By the time this fragment handling code ever runs we have chars instead of UChars.  And checkEncodedString clearly assumes the url will only ever include ascii. :)

Still working through the tests.
Comment 13 Alexey Proskuryakov 2011-02-08 14:26:20 PST
The idea behind checkEncodedString() was to make as stringent test for the fact that the string is indeed a parsed KURL as possible, catching cases where arbitrary URLs are passed in.

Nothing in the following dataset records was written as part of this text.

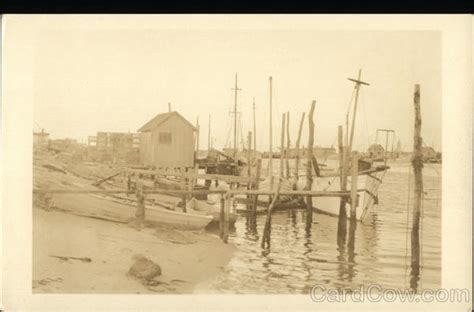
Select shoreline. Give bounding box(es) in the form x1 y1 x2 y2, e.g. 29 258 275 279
32 207 235 294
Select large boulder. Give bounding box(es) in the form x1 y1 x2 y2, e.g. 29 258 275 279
128 255 161 282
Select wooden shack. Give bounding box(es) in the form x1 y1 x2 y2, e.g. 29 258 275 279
138 112 196 168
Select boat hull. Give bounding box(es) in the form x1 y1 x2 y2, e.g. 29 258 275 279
298 171 384 221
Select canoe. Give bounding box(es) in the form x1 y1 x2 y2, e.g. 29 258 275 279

But yes, KURL works with bytes here, not with UTF-16 strings.
Comment 14 Adam Barth 2011-02-08 14:36:13 PST
I'm not sure I understand.  By bytes, do you mean UTF-8 strings?  Canonicalized URLs can have non-ASCII characters in their fragment.
Comment 15 Alexey Proskuryakov 2011-02-08 15:16:26 PST
I think that we can get byte sequences that aren't UTF-8 in some KURL code paths as we decode percent escapes. I'm not very clear on what goes on, but I doubt we can assume that "char*" is UTF-8 in KURL code.
Comment 16 Eric Seidel (no email) 2011-02-08 16:47:39 PST
Created attachment 81716 [details]
a more conservative patch, not quite ready
Comment 17 Adam Barth 2011-02-08 17:57:31 PST
Comment on attachment 81716 [details]
a more conservative patch, not quite ready

Ok.  This is certainly a step in the right direction.  We'll need to revisit this issue at some point.
Comment 18 Eric Seidel (no email) 2011-02-08 21:40:16 PST
Created attachment 81744 [details]
Ready for re-review and commit
Comment 19 Eric Seidel (no email) 2011-02-08 21:42:21 PST
I believe this passes all the tests now.  However its hard to tell, since it seems SL Debug builds still crash a bunch of tests in TOT. :(
Comment 20 Adam Barth 2011-02-08 22:05:31 PST
Comment on attachment 81744 [details]
Ready for re-review and commit

View in context: https://bugs.webkit.org/attachment.cgi?id=81744&action=review

> Source/WebCore/platform/KURL.cpp:1008
> +        // Strip CR, LF and Tab from fragments, per:
> +        // https://bugs.webkit.org/show_bug.cgi?id=8770

How does GURL handle this case?
Comment 21 Eric Seidel (no email) 2011-02-08 23:05:18 PST
(In reply to comment #20)
> (From update of attachment 81744 [details])
> View in context: https://bugs.webkit.org/attachment.cgi?id=81744&action=review
> 
> > Source/WebCore/platform/KURL.cpp:1008
> > +        // Strip CR, LF and Tab from fragments, per:
> > +        // https://bugs.webkit.org/show_bug.cgi?id=8770
> 
> How does GURL handle this case?

I'm not sure.  I did test to see that both Chrome and FF pass the test in question (which is about stripping these chars).  I'm not sure how GURL does the actual stripping however.
Comment 22 Eric Seidel (no email) 2011-02-09 01:20:10 PST
(In reply to comment #21)
> (In reply to comment #20)
> > (From update of attachment 81744 [details] [details])
> > View in context: https://bugs.webkit.org/attachment.cgi?id=81744&action=review
> > 
> > > Source/WebCore/platform/KURL.cpp:1008
> > > +        // Strip CR, LF and Tab from fragments, per:
> > > +        // https://bugs.webkit.org/show_bug.cgi?id=8770
> > 
> > How does GURL handle this case?
> 
> I'm not sure.  I did test to see that both Chrome and FF pass the test in question (which is about stripping these chars).  I'm not sure how GURL does the actual stripping however.

GURL documents this here:
http://www.google.com/codesearch/p?hl=en#R_oU-jn3RFk/trunk/src/url_canon_query.cc&q=tab%20package:http://google-url%5C.googlecode%5C.com&l=40

But I haven't found the code which actually makes that happen yet.  I'm not very familiar with GURL.
Comment 24 Adam Barth 2011-02-09 01:26:25 PST
Comment on attachment 81744 [details]
Ready for re-review and commit

Ok, but we should add tests for these cases to fast/url/fragment.html
Comment 25 Eric Seidel (no email) 2011-02-09 01:46:25 PST
(In reply to comment #24)
> (From update of attachment 81744 [details])
> Ok, but we should add tests for these cases to fast/url/fragment.html

Ok.  It's already covered by fast/loader/url-strip-cr-lf-tab.html, but I'm happy to add a test to fast/url/anchor.html.
Comment 26 Eric Seidel (no email) 2011-02-09 01:57:53 PST
Created attachment 81774 [details]
Patch for landing
Comment 27 WebKit Commit Bot 2011-02-09 03:53:38 PST
Comment on attachment 81774 [details]
Patch for landing

Clearing flags on attachment: 81774

Committed r78040: <http://trac.webkit.org/changeset/78040>
Comment 28 WebKit Commit Bot 2011-02-09 03:53:45 PST
All reviewed patches have been landed.  Closing bug.